The doctor delivered his bad news in a dry, emotionless professional tone, although for a nano second, I thought I saw something like pity flash across his eyes.
When, nine years ago, the neurologist confirmed that Parkinson's Disease lurked in my brain and was gradually asserting its dominance over the control of my movements and other basic but essential components of existence such as balance, coordination, and structured thinking, my afflicted brain crouched in the shadows of denial and regret. Today, dyskinesia, fatigue, lightheadedness, uncontrollable jerking, etc., etc., render denial impossible. Since I can’t deny the PD, I try to handle the regrets by living BIG.
I didn’t know much about PD when I learned that I had it. Two of my mother’s brothers lived out their lives in wheelchairs because of PD. One might think that fact alone would have spurred curiosity. Now I know more about PD than I want.
In response to my questions, that first neurologist said that a few of his patients survived “fifteen years.” He appeared to think that was a positive. He said PD was a “boutique illness.” Symptoms differed for everyone. It was impossible to know exactly how I would be affected. He didn’t offer anything else except a future consisting of drugs to “manage” the disease and drugs to manage the drugs. Thus began my PD education, which, so far, has included exercise classes, support groups, other people with PD, and my own experience.
One thing I do know is that people with PD live in a smaller world than the earth occupied by non-PD beings. We often shuffle our feet and walk with a mincing tentative gait. We hunch over, lean to one side, or bend forward like puppets with broken strings. We talk in whispers, hesitate in crowds, and stay home rather than interact with a world of fast moving, impatient strangers and immobile sharp edges. We suddenly fall because our body twists on its own in a room without space for twisting, causing bruises and broken bones. Some have said that having PD is to live in a shrinking existence.
If that is correct, then I should live BIG. Until it becomes impossible, I should shout my words and stimulate my voice; take exaggerated steps with plenty of jumping and running; struggle against denial, depression, and self-pity by making plans and setting goals. Learn something new. Challenge myself. Live BIG.
On the other hand.
I used to think of myself as an intelligent and confident guy in control of my life. I was an attorney and people relied on my advice and judgment to make decisions. I was quiet and laid back, but colleagues and friends listened when I talked. I created poetry, stories and novels. I could dance, juggle, drink until I was drunk, and entertain very young grandchildren with simple magic tricks.
Much of that self-image has been stripped or “shrunk” by PD. When my meds are “off,” ambition, energy, and desire rush away, often in just a few minutes. I realize that in order for me to live BIG I will have to dig deep into whatever remains of my old, pre-PD self. The reality is that there may not be much.
Like the song says:
Feeling alright (oh, no)
I'm not feeling too good myself (oh, no)
Later.
Manuel Ramos
11 comments:
You're brave, and remain a confident and intelligent guy! In control of your life, and yes, we still listen! Live big, ése. You're an inspiration!🙏🫂
I know you don't want to hear this, but you will always be one of my heroes.

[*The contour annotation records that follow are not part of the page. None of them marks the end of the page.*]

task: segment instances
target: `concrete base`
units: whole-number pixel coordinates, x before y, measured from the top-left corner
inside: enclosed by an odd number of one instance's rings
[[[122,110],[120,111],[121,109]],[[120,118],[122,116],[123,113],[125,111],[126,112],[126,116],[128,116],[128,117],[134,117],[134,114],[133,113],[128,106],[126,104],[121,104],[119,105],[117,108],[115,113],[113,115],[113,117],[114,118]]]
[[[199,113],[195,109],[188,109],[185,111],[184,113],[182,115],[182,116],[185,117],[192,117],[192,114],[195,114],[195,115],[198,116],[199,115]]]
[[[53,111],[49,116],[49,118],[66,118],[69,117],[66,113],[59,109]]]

PD is incurable, irreversible, and unpredictable. The only thing that is guaranteed with it is that it will get worse. For professionals (i.e., people with a career, especially a career involving thinking, critical analysis, and creating), PD's damage to our "structured thinking," as Ramos refers to it, is one of the hardest losses to bear. Our thinking and our speaking become slower, harder to express. PD patients at times struggle to find the right words; our voice becomes weaker. Our cognitive skills are not diminished, thankfully. Our PD bodies just impede our physicality. PD is not a terminal illness. It's a change. But all of life is change.
Thank you, Alfredo
Mil gracias, Mario
Thanks for the comments. Nothing is absolute except for change
Manuel, your words are always strong with meaning and message. I understand what you’re going through having walked beside our brother “Rick” Jaramillo until the end. As I now struggle with my cancer, caused by my exposure to agent orange when I was in Vietnam. I too try to live my life big knowing that my time here is now limited. I understand what it’s like to slowly lose ability that use to come naturally. I’m here for you brother if you ever need me. I am limited in my ability to speak but can still communicate. Love you Ray Ramirez
Ray - brother, your words went straight to my heart. You have faced many struggles with honesty and commitment, and I have always admired that about you. You fight the good fight, for the right reasons. Thanks for lighting the way. Hope to see you soon - love you, Manuel
Thank you for this. My father has PD and it has completely overwhelmed him. Your post allows me to see life through his perspective.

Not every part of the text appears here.